Due to the influence of factors such as strong music specialization, complex music theory knowledge, and various variations, it is difficult to identify music features. We have developed a music ...characteristic identification system using the Internet-based method. The physical sensing layer of our designed system deploys audio sensors on various coordinates to capture the raw audio signal and performs audio signal processing and analysis using the TMS320VC5402 digital signal processor; the Internet transport layer places audio sensors at various locations to capture the raw audio signal.

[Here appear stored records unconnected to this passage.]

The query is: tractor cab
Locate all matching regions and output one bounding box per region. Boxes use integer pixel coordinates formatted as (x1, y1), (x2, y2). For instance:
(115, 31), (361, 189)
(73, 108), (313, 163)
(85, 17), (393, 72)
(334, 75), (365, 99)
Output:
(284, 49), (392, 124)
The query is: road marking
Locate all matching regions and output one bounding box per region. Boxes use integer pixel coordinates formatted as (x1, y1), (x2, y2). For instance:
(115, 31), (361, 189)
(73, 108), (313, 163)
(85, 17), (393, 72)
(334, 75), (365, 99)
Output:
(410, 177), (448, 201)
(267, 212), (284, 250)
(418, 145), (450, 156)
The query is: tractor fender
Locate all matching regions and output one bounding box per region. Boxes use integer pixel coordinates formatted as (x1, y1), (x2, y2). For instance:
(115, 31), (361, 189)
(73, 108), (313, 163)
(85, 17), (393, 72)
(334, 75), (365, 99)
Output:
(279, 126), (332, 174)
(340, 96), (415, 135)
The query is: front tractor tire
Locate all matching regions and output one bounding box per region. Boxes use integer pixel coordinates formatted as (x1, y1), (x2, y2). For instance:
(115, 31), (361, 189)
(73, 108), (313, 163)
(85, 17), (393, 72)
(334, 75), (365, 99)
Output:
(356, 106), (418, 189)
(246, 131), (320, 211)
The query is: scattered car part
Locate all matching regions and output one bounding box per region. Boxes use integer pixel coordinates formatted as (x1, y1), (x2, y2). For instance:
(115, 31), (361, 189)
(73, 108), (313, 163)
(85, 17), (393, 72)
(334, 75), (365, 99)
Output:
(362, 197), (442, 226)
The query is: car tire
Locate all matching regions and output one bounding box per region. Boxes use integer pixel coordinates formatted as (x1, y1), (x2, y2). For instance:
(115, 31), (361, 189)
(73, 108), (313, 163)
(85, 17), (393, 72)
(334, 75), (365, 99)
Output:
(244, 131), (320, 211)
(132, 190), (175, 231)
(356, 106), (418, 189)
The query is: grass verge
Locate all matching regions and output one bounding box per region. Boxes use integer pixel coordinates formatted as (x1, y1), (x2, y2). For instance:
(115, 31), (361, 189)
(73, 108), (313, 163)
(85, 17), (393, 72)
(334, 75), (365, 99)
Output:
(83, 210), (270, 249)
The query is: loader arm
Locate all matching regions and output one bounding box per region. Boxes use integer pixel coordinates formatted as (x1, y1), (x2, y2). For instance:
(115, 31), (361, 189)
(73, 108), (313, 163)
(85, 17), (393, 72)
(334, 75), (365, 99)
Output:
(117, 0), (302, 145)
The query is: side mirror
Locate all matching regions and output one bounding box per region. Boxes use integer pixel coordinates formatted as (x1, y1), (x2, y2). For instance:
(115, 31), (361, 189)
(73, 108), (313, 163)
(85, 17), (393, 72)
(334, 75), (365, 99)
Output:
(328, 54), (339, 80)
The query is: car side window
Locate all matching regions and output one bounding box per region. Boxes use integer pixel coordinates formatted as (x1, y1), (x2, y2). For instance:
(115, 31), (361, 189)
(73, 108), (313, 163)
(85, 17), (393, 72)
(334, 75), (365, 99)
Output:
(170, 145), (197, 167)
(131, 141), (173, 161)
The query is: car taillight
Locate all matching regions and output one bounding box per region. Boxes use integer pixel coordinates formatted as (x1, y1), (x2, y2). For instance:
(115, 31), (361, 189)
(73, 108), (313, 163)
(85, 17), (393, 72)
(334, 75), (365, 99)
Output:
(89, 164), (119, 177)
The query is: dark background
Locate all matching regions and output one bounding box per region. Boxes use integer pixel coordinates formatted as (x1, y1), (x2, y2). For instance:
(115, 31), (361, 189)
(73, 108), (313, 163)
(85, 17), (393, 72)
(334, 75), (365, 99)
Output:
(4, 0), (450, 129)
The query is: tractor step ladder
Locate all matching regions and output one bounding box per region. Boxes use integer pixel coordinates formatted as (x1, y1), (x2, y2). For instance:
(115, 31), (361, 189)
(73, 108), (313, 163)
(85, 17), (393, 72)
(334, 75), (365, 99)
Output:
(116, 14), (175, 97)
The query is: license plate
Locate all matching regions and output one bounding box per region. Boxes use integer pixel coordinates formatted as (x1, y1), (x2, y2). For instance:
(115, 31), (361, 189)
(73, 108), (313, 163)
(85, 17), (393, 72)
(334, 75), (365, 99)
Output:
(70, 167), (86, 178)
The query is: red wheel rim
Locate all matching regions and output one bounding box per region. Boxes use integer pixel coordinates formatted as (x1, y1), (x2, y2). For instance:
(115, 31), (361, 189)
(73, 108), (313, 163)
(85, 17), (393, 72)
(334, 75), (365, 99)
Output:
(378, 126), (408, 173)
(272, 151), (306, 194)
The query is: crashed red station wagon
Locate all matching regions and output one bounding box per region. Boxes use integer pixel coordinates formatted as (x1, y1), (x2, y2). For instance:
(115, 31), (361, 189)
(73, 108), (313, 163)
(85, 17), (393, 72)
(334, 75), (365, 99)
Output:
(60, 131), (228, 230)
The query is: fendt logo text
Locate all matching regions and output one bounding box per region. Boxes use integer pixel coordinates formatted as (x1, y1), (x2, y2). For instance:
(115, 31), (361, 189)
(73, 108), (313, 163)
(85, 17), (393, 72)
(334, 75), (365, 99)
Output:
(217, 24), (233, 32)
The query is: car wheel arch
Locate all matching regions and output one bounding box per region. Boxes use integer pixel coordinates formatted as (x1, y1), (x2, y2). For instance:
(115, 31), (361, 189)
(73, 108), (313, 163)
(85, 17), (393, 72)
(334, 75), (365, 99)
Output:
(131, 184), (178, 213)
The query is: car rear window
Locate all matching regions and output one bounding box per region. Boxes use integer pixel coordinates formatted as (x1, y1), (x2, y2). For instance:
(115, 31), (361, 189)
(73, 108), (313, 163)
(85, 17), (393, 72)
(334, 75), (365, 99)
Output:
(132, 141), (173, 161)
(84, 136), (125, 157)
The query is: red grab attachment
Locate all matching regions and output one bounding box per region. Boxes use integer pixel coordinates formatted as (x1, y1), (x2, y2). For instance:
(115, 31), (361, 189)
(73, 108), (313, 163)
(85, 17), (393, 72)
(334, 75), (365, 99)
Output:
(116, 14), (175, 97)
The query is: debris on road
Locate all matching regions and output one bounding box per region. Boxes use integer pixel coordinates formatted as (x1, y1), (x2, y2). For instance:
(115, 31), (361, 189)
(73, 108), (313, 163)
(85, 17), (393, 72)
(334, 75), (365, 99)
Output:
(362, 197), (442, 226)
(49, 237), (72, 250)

The TMS320VC5402 digital signal processor is used for audio signal diagnosis and treatment. The network transport layer transmits the finished audio signal to the data base of song signal in the application layer of the system; the song characteristic analysis block in the application layer adopts dynamics. The music characteristic analysis block in the applied layer adopts dynamic time warping algorithm to acquire the maximal resemblance between the test template and the reference template to achieve music signal characteristic identification and identify music tunes and music modes based on the identification results. The application layer music feature analysis block adopts dynamic time regularization algorithm and mel-frequency cepstrum coefficient to achieve music signal feature recognition and identify music tunes and music patterns based on the recognition results. We have verified through experiments, and the results show that the system operates consistently, can obtain high-quality music samples, and can extract good music characteristics.